Confesso
a minha enorme admiração por Amália Rodrigues. Não apenas pela sua poderosa e
divina voz, como também por ter levado o nome de Portugal aos quatros cantos do
mundo, sendo, ainda hoje, e arrisco por muitos mais anos, um dos símbolos
lusitanos além fronteiras, um dos poucos portugueses reconhecidos e admirados
fora do nosso país.
Cresci
com os seus fados que, invariavelmente, o meu pai punha a tocar aos domingos e,
tal elevada dose, criou o gosto e admiração, até porque era comum ouvir que
agora estava em Paris, depois no Japão, de seguida no Canadá e isso, lugares
tão longínquos para mim na altura, dava-lhe uma áurea de heroína transportadora
da alma lusa para esses locais distantes.
Curioso
igualmente constatar que Amália foi das poucas figuras prontamente reconhecidas
em vida. Ou seja, muitas das nossas personalidades são apenas reconhecidas e
admiradas ou, perto do fim das suas vidas, ou então após a sua morte, algumas
até bem depois da sua morte. Mas Amália Rodrigues não.

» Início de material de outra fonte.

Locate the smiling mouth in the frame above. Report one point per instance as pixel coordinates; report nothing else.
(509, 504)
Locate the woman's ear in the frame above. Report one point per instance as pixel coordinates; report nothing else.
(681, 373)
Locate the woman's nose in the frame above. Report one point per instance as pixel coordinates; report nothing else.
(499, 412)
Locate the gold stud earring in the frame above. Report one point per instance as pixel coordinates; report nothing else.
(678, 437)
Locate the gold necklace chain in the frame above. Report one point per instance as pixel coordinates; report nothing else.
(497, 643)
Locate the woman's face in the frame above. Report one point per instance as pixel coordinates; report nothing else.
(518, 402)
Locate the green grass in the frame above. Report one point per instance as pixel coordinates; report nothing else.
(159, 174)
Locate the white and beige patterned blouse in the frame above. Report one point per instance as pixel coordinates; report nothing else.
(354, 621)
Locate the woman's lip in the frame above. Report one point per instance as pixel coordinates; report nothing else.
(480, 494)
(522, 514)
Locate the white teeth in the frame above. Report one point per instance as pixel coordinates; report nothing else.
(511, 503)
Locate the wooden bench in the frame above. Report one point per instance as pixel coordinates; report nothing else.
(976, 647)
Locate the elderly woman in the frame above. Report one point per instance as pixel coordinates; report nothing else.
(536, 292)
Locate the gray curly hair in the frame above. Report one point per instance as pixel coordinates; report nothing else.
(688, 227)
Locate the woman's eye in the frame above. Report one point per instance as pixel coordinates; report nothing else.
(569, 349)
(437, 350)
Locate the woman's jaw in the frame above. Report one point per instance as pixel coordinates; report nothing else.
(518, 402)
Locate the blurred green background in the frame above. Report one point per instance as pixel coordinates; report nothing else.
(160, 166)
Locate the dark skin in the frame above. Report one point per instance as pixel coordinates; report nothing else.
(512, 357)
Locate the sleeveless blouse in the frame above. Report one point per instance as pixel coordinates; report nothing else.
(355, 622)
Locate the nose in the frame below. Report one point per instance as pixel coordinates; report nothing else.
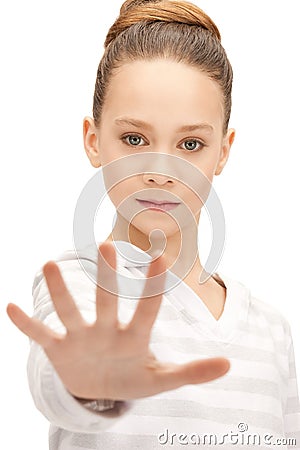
(155, 178)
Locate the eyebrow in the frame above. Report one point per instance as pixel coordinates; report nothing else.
(141, 124)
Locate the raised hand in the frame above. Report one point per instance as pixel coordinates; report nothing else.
(106, 359)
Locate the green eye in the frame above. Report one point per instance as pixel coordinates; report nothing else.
(192, 145)
(133, 139)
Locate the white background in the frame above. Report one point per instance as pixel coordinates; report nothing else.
(49, 57)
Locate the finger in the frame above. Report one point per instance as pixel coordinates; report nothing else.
(107, 287)
(32, 327)
(194, 372)
(149, 304)
(64, 304)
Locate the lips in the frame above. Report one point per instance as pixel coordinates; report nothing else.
(161, 205)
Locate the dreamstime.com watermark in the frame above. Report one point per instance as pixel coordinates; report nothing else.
(238, 437)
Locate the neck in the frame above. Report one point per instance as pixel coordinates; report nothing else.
(180, 250)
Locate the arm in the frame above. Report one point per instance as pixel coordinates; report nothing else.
(49, 394)
(99, 358)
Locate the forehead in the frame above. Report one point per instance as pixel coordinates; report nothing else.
(163, 89)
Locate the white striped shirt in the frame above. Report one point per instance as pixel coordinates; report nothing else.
(255, 404)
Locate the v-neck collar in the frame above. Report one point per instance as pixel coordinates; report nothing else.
(185, 300)
(234, 313)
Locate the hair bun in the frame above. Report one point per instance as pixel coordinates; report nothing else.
(132, 3)
(134, 11)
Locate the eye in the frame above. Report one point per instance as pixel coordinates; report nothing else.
(192, 145)
(133, 139)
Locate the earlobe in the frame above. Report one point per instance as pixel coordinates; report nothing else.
(90, 141)
(224, 155)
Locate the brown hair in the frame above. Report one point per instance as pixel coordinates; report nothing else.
(176, 30)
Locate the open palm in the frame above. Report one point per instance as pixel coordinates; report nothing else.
(106, 359)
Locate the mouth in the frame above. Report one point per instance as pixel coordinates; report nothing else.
(158, 205)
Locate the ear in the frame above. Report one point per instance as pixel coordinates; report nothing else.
(91, 141)
(226, 145)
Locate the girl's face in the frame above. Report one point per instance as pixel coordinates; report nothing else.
(159, 106)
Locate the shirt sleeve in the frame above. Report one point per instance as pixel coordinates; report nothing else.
(49, 394)
(292, 409)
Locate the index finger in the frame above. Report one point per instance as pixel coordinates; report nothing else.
(148, 306)
(64, 304)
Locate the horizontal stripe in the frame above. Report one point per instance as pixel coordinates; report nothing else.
(190, 409)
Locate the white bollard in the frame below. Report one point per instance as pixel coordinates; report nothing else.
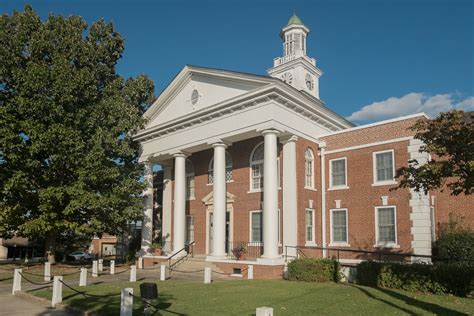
(112, 266)
(140, 263)
(47, 271)
(57, 291)
(163, 272)
(126, 302)
(16, 281)
(207, 275)
(133, 273)
(83, 277)
(264, 311)
(95, 274)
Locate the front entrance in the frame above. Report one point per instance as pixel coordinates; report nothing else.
(210, 233)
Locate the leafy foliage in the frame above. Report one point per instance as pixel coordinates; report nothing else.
(449, 139)
(67, 158)
(314, 270)
(440, 278)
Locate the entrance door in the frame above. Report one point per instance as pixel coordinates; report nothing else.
(211, 231)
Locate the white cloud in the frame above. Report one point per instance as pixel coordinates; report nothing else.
(411, 103)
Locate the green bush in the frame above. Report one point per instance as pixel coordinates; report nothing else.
(440, 278)
(314, 270)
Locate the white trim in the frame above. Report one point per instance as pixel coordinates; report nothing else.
(339, 244)
(384, 142)
(385, 245)
(338, 187)
(374, 168)
(402, 118)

Desde muito cedo foi
reconhecida e até ao fim da sua vida, não pararam de suceder homenagens e
condecorações.
Hoje
em dia, e 13 anos após a sua morte, podemos considerar que a sua vida se
encontra escalpelizada, quer seja em filmes, livros e até num excelente musical
de Filipe La Féria, pelo que novas publicações correm o risco de ser “mais do
mesmo”, narrando episódios já narrados, utilizando-se assim do trabalho de
investigação de outros.
E
foi com esse receio que empreendi a leitura deste novo livro de Sónia Louro,
temendo que a autora se limitasse a reescrever o que já foi escrito e visto.
No
entanto desde cedo percebi que a autora, embora narrasse episódios já lidos,
mas que obviamente não podem ser sonegados, foi muito mais longe, conseguindo
produzir um trabalho honesto, dando à sua obra um tom intimista sem nunca
entrar na intimidade de Amália, protegendo a figura pública, respeitando a sua
memória.
Esta
obra começa em 1939, ano em que a artista inicia a sua brilhante carreira. A
autora decorre a vida de Amália ano após ano, descrevendo o seu trajecto
artístico em simultâneo que vai pintando um fresco do seu trajecto pessoal que
engloba os principais amigos e acontecimentos, assim como, e isso confesso
desconhecia, a sua veia poética que a levou a escrever muitos dos fados que
cantou.
Gostei
da forma como a autora conseguiu ligar factos a pormenores. Ou seja, há muitos
pormenores da vida de Amália que foram testemunhados por amigos ou simples
mirones. A autora altera-os no espaço temporal, colocando-os em situações que
dão mais coerência à história. Simples técnica de romancista, eu sei, mas que ajudam
a dar-nos uma visão mais apurada do ser humano Amália, fugindo dessa forma à
figura artista. Para isso também vai utilizando os vários registos de
entrevistas a amigos e familiares, para além dos efectuados à própria Amália,
sempre referindo as fontes e isso é algo que, a meu ver, enriquece a obra, pois
muitos dos factos narrados são retirados de vídeos disponíveis na internet,
sendo assim possível sempre comprovar esses episódios.
Como
senão, penso que a autora acaba por construir uma obra pouco densa. Bem sei que
dissecar a vida de Amália seria coisa para milhares de páginas, no entanto
parece-me que a autora podia ir um pouco mais além, sobretudo em alguns
aspectos que foram importantes para o lançamento da sua carreira assim como em
personagens que tiveram um papel influentíssimo na sua vida. Sónia Louro
destaca-as, é verdade, mas nunca lhe consegue dar a verdadeira importância,
ficando nós com a sensação que muita coisa ficou por contar.
Um
livro excelente que se lê de uma forma fluída e que nos dá uma perspectiva mais
geral do trajecto artístico de Amália, incidindo bastante na sua extraordinária
carreira internacional e a forma como o mundo a amava.